There are three types of ADS under study at BNL (Takahashi, 1997).

The accelerator driven energy producer (ADEP) (Bonnaue et al., 1986) is intended for energy production, incineration of MA and LLFP. This concept uses a small power accelerator similar to that of a segmented cyclotron.

The concept is close to that of the conventional Pu fuelled fast reactor, but is run in slightly sub-critical conditions of keff equal to 0.98-0.99. The cyclotron with a few mA current and 3 GeV energy protons supplies a small spallation source.

The fuel in the ADEP core region is 9Pu + U, and MA in metal and oxide forms.

The reactor has thorium oxide in the blanket region. For transmuting the LLFP such as 99Tc and 129I (by neutron capture), the moderator region is installed between the outer core and blanket.
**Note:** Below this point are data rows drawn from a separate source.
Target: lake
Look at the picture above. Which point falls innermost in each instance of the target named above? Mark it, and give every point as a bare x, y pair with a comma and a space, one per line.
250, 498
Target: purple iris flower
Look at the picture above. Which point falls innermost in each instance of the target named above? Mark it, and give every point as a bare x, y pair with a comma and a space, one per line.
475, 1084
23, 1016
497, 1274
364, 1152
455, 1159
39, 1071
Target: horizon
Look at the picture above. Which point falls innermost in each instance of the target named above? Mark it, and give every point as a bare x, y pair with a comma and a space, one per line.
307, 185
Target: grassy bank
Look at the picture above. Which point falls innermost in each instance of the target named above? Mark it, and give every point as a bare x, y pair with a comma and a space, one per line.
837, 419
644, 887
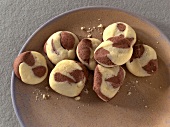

To increase the production of 233U, the moderator region can be fuelled with thorium oxide.

The second approach, known as the Phoenix concept (Van Tuyle et al., 1993) (Figure 13.1) has the purpose of transmuting large amounts of MAs and LLFPs. It is based on modules of accelerator driven sub-critical lattices containing minor actinide fuel. From 1-8 modules serve as a target for an expanded proton beam of power 104 mA of 1.6 GeV protons. Each module of the core has a keff of 0.9 and is based on the fast flux test facility (FFTF) approach, e. g. oxide fuel elements and sodium cooling; with this specification the power generated would be 3600 MW.

The third concept is the accelerator driven particle fuel transmutator (ADPF) (Takahashi, 1990) which also transmutes MAs and LLFPs but at higher rate. This is achieved by means of a high neutron flux via the use of particle fuel.

Particle fuel can be used to generate high thermal power densities, because of its large heat transfer area (Takahashi, 1990). Helium is taken as the coolant because of the data available from conventional HTR technology.